What’s interesting is Thomas is under so much influence of what was happening in 1991/92,
the backdrop is the John Gotti trial and here is this young lost soul in search of access to this world, almost in his own effort to keep the myth of the mafia or the last gasps of it alive. He meets this woman who not only nurtures that and in some ways enables it, they fall in love while he’s in pursuit of it and we get to see this wild ride and descent into this dark fantasy.

Q: Michael and Nick, how do your characters fit into the movie? -

[Michael]: My character is the older brother of Vincent’s character, and my character inherited and took over the family business, this flower shop that’s been in the neighborhood for many years and he’s kind of a paternal figure to Vincent. I think they’ve had a very bumpy history, with Vincent getting into trouble and my character Alphonse trying to help him and kind of reaching a point of being fed up and having to keep a distance to protect himself and his family from his you know, all his problems, but at the same time still caring for him and still wanting to help him.

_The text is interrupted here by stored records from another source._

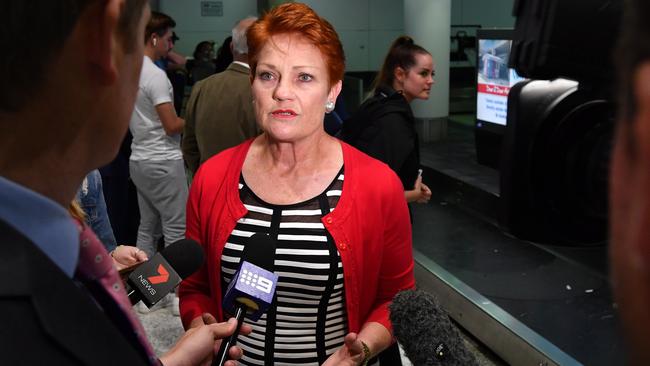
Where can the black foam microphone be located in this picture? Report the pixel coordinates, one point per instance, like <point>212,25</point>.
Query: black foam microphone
<point>425,332</point>
<point>251,290</point>
<point>158,276</point>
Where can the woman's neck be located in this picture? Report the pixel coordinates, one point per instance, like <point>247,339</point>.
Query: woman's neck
<point>304,154</point>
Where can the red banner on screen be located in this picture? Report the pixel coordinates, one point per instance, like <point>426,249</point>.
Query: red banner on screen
<point>493,89</point>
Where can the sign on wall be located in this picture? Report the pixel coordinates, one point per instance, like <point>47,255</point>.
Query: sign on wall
<point>211,8</point>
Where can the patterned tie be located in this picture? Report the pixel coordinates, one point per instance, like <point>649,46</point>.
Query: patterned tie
<point>96,271</point>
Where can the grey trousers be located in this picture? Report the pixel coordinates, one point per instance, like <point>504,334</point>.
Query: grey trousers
<point>162,196</point>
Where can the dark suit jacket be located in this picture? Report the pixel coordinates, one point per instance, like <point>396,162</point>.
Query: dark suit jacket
<point>46,318</point>
<point>219,115</point>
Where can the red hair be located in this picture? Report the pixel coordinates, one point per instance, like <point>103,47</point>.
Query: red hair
<point>296,18</point>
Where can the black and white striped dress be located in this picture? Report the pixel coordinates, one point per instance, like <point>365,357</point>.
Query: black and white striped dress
<point>308,319</point>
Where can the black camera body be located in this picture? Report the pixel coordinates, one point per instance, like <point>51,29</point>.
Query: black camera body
<point>555,154</point>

[Nick]: It’s interesting you ask me about my character. I play Patricia’s brother and he’s a transit cop, and in many ways he’s very similar to Alphonse in that he’s trying to hold down the family. He’s been through it with Rose and that journey when you have someone who many times derails their own life, and he’s been through that with her and he’s tried to save her on many occasions. He’s seeing it again and he’s smelling it in the form of Thomas and he desperately wants to save her.

Q: Are your characters based on real people? -

[Nick]: No, I think just Thomas and Rose are grounded as they were a real couple. As far as the brothers, and I think there was a brother, and yeah, it gets a little hazy.

Q: Why do you think mob dramas like this hold people’s imagination? -

[Nick]: I think that the genre is uniquely American. It’s a fascination with being above the law and not having to kowtow to anyone, and about power. I think it’s a fascination. For me, I saw my way into it because he was the outsider, he was someone on the outside looking in and I really relate to that. I also relate it very much to the desperation to want to be something you’re not. I spent the last 25 or 30 years of my life doing that as an actor, so it was grounded in something very real for me.

[Vincent]: I felt like, for me, pretty much everything Nick said, but also that it harkens back to those 70s films that have inspired a lot of great mob movies, so that was a fun world to play in.